Review : Transformers: The Last Knight
“It has been said throughout the ages, that there can be no victory, without sacrifice.”
Ladies and gentleman, Transformers is back.
Berkaca pada kualitas dari Transformers: Age of Extinction yang letoy, banyak pihak – terutama mereka yang bukan berasal dari kalangan penggemar – bertanya-tanya, “kenapa sih Michael Bay tidak berkenan membiarkan franchise Transformers beristirahat dengan damai? Apa lagi sih yang hendak dikulik lewat pertempuran antar robot yang plotnya begitu-begitu saja?.” Well, sekalipun kritikus kerap mencibirnya sinis dan Bay seolah telah mengendur semangatnya dalam menggarap instalmen keempat, pihak studio tentu tak akan secara sukarela memberhentikan franchise tarung robot yang didasarkan pada produk mainan ciptaan Hasbro ini terlebih dikala masih sanggup mengumpulkan miliaran dollar dari peredaran di seluruh dunia. Hey, bagaimanapun juga ini ialah bisnis sehingga saat uang masih mengalir deras ke brankas, kenapa mesti berhenti? Dilandasi alasan “money talks” – yang secara implisit bermakna, banyak khalayak ramai yang tetap menginginkan Transformers berlanjut – dikreasilah jilid kelima oleh Paramount Pictures yang diberi subjudul The Last Knight. Konon kabarnya, The Last Knight akan menjadi salam perpisahan bagi Michael Bay kepada anak asuhnya ini. Jikalau benar demikian, maka The Last Knight merupakan salam perpisahan yang layak dari Bay untuk Transformers.

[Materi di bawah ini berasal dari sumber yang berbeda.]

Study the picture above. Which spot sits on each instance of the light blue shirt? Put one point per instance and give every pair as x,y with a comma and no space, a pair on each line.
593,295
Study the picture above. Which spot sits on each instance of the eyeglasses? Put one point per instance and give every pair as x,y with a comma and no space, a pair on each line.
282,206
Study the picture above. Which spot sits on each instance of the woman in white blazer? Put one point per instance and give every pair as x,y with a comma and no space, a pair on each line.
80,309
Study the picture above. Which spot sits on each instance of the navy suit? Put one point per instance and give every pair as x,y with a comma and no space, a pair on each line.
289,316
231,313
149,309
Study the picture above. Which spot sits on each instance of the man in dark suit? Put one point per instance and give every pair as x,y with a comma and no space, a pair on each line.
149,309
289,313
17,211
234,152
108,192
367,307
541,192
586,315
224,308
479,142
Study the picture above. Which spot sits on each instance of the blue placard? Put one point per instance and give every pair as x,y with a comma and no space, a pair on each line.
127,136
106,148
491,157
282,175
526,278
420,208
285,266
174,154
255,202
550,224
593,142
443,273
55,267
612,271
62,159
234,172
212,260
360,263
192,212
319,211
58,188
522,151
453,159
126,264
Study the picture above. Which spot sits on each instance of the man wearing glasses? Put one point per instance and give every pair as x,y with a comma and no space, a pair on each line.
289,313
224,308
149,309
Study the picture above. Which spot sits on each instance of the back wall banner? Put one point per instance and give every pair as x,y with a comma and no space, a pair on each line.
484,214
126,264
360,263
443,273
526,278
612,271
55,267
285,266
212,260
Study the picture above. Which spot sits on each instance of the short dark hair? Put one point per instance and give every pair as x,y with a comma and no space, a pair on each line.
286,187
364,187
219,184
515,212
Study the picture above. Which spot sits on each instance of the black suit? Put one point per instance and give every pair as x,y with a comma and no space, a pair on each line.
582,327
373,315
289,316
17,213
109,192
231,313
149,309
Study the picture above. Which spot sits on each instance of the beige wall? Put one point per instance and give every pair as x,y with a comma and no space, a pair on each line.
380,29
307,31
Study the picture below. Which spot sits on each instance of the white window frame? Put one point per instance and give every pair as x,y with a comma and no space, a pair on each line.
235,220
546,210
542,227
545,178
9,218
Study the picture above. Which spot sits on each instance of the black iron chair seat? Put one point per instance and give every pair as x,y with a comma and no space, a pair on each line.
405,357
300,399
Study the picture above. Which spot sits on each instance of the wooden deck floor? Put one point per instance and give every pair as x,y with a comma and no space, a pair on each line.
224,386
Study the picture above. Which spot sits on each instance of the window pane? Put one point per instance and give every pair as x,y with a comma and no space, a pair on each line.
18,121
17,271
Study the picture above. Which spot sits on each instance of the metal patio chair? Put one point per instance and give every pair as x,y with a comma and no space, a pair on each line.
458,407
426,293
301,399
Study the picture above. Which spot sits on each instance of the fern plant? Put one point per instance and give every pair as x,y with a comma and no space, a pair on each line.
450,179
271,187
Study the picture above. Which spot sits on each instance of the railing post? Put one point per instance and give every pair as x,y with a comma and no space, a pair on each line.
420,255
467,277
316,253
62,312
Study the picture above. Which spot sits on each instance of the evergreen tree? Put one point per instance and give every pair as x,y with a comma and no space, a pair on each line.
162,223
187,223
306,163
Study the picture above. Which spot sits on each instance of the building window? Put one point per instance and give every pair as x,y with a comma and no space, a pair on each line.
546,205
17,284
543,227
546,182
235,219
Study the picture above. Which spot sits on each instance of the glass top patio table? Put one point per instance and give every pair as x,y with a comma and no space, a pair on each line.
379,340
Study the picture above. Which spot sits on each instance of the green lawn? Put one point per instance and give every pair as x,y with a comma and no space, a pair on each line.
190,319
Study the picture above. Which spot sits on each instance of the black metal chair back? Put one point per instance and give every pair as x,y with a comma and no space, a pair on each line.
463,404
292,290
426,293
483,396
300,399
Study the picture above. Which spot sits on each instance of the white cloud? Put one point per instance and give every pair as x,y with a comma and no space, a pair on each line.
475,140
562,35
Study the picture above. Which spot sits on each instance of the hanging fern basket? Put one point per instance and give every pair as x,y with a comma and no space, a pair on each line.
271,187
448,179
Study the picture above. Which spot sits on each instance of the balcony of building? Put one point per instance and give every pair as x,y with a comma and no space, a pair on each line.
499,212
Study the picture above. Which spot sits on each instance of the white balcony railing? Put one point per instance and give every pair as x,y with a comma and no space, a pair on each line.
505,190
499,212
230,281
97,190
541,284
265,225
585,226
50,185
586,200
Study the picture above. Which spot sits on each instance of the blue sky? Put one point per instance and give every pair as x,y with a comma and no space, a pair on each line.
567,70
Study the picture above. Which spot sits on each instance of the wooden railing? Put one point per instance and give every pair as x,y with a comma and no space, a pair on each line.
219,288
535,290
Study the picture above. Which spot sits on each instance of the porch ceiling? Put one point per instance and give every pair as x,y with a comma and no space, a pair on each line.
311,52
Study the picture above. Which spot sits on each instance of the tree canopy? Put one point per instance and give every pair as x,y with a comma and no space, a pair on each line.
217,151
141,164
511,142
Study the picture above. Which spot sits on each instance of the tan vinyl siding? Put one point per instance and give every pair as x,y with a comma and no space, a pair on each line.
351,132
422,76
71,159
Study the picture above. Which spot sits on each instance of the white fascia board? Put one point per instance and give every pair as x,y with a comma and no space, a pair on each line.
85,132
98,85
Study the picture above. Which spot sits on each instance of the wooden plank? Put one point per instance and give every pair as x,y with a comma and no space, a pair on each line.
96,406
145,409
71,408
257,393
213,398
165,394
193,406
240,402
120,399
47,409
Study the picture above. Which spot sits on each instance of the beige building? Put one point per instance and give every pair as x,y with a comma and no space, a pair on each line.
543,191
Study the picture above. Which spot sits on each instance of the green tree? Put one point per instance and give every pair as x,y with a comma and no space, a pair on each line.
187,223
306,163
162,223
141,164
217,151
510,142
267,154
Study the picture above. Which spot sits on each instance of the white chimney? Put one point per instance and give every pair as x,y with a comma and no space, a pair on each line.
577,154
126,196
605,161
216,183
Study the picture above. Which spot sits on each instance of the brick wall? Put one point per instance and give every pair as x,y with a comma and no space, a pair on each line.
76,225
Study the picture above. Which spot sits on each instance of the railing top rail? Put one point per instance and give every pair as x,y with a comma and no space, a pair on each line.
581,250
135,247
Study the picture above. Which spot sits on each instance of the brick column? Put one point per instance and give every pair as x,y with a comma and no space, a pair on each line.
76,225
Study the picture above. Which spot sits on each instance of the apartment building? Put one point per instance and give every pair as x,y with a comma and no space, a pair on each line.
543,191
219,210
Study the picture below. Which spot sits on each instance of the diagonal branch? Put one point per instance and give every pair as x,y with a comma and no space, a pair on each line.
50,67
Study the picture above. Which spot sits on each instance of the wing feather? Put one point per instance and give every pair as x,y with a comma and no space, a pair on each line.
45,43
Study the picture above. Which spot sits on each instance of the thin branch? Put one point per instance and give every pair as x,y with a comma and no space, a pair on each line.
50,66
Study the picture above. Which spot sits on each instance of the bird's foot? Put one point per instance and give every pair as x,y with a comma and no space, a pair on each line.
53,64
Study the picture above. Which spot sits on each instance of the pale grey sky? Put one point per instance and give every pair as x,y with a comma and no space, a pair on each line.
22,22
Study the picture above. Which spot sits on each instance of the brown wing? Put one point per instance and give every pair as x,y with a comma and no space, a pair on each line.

Apakah Optimus Prime (Peter Cullen) adalah salah satu aksara favoritmu dalam franchise Transformers? Apabila jawabanmu ya, bersiaplah untuk sedikit menelan kekecewaan sebab beliau tak memperoleh banyak jatah tampil di The Last Knight. Pemicunya, perjalanan menjumpai Sang Pencipta ke Cybertron. Ketidakhadiran pemimpin Autobots di muka bumi berdampak pada kekacauan besar-besaran sehingga sejumlah pemerintah pun memutuskan untuk membentuk Transformers Reaction Force (TRF) untuk menghancurkan para Transformers tak peduli di faksi mana mereka berpihak. Hanya pendekar kita, Cade Yeager (Mark Wahlberg), yang masih menaruh doktrin pada para robot dan keputusannya tersebut harus dibayar mahal dengan menjadi buron pemerintah yang memaksanya untuk bersembunyi dari peradaban dunia. Keberadaan Yeager sendiri lantas terendus usai TRF bekerja sama dengan Decepticon untuk melacak Yeager beserta keluarga Autobots-nya. Dalam upayanya melarikan diri, Yeager memperoleh sumbangan dari robot C-3PO kw, Cogman (Jim Carter), yang mengabdi pada seorang kaya hebat sejarah yang mengenal amat baik sejarah Transformers, Sir Edmund Burton (Anthony Hopkins). Menurut Burton, bumi tengah berada di ambang kehancuran akibat planning bacin Cybertron dan disamping Optimus Prime, Yeager dan seorang profesor di Universitas Oxford bernama Viviane (Laura Haddock) merupakan impian terbaik yang dimiliki bumi dikala ini.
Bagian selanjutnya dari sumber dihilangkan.